While China’s announcement of North Korean leader Kim Jong Un’s visit to the country was promoted as a positive step toward peace on the Korean Peninsula, Kim’s remarks took a different tone.
“It is our consistent stand to be committed to denuclearization on the peninsula, in accordance with the will of late President Kim Il Sung and late General Secretary Kim Jong Il,” Kim reportedly said, according to China’s Xinhau News Agency.
But what Kim reportedly said next indicates what his expectations are ahead of a summit with the South and the US.
“The issue of denuclearization of the Korean Peninsula can be resolved, if [South] Korea and the United States respond to our efforts with goodwill, create an atmosphere of peace and stability while taking progressive and synchronous measures for the realisation of peace,” Kim continued.
Kim’s statement suggests that North Korea’s path toward denuclearization depends on how South Korea and the US respond to its overtures of peace. But as many North Korean hawks in the foreign-policy community would point out, the North has backed out of diplomatic efforts and has reneged on agreements before.
North Korea has a documented history of excusing itself from talks and agreements, such as the nuclear Nonproliferation Treaty in 2003, in which North Korea agreed to forgo developing or acquiring nuclear weapons, according to the Arms Control Association.
In the past, North Korea has also used United Nations sanctions and US-South Korean military exercises as justification for an uptick in provocative acts.
Mintaro Oba, a former US State Department diplomat involved in Korean affairs, says it’s too soon to get excited about North Korea’s latest overtures.
“I wouldn’t interpret this as a substantive change to denuclearization,” Oba told Business Insider. “Kim is signalling that he has a lot of options. He wants to seem like he’s acting in good faith as much as possible right now.”
The idea that North Korea might allow International Atomic Energy Agency inspectors to verify the complete dismantlement of its nuclear weapons may seem improbable, considering how important they are to the regime’s domestic and international political clout. North Korea revised its constitution to tout its nuclear ambitions in 2012, and announced its plan of “mass producing nuclear warheads and ballistic missiles for operational deployment” in January.
Kim’s statement, that the US should take “progressive and synchronous measures for the realisation of peace,” also reflects the complexity of such an effort. Some experts estimate that the process of denuclearizing could take at least 10 years to achieve, and although some reports suggest that North Korea could have as many as 20 nuclear bombs, the exact number isn’t widely known.
“It’s going to take a lot of time and negotiation to see how flexible North Korea will be on this question,” Oba said. “That should be something to probe for after the summit rather than the summit itself. There’s many more meetings, many more talks, to find out common ground and see where there can be flexibility.”

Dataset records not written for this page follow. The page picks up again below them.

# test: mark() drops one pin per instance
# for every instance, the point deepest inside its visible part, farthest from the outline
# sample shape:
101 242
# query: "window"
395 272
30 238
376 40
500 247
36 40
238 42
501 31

The need for sustained talks and a verification process lowers the expectation for substantial progress from the proposed summit between President Donald Trump and Kim. This could irritate Trump, who previously hyped the news about the meeting and has touted his ability to produce quick results on all matters of negotiation.
“The U.S. has been talking to North Korea, and paying them extortion money, for 25 years,” President Donald Trump tweeted in August. “Talking is not the answer!”
Trump’s nomination of his latest national security adviser, former US ambassador to the United Nations John Bolton, also presents a challenging question for the fate of the summit and a path to denuclearization.
Bolton’s hawkish statements about war and military conflict in general have raised worries among foreign-policy experts who remain skittish about what the Trump administration may do on the peninsula. In an interview three days before his nomination, Bolton indicated that he might not have the patience for a lengthy negotiation process with North Korea.
“I think it’s a mistake to treat this like a normal summit meeting, with months and months of preparation by lower-level people,” Bolton said to Radio Free Asia. “We know what the subject is here, at least from the US point of view: It’s North Korea eliminating, dismantling its nuclear weapons program and, as I say, we’d be happy to store the program in Oak Ridge, Tennessee.”
“That’s what the conversation ought to be about,” Bolton continued. “If it’s about anything else, it’s a waste of time.”
Oba, the former US State Department diplomat, offered a different take: “If the US’s goal heading into the summit is to see a substantive change, it’s going to be a failure,” Oba said.
“If the US frames the talks as the ‘end all be all,’ then there is going to be a cost to the summit failing,” Oba continued. “But the easy way to avoid that is to make sure we’re talking about the summit not as a high-stakes negotiation, but as the beginning of a longer process.”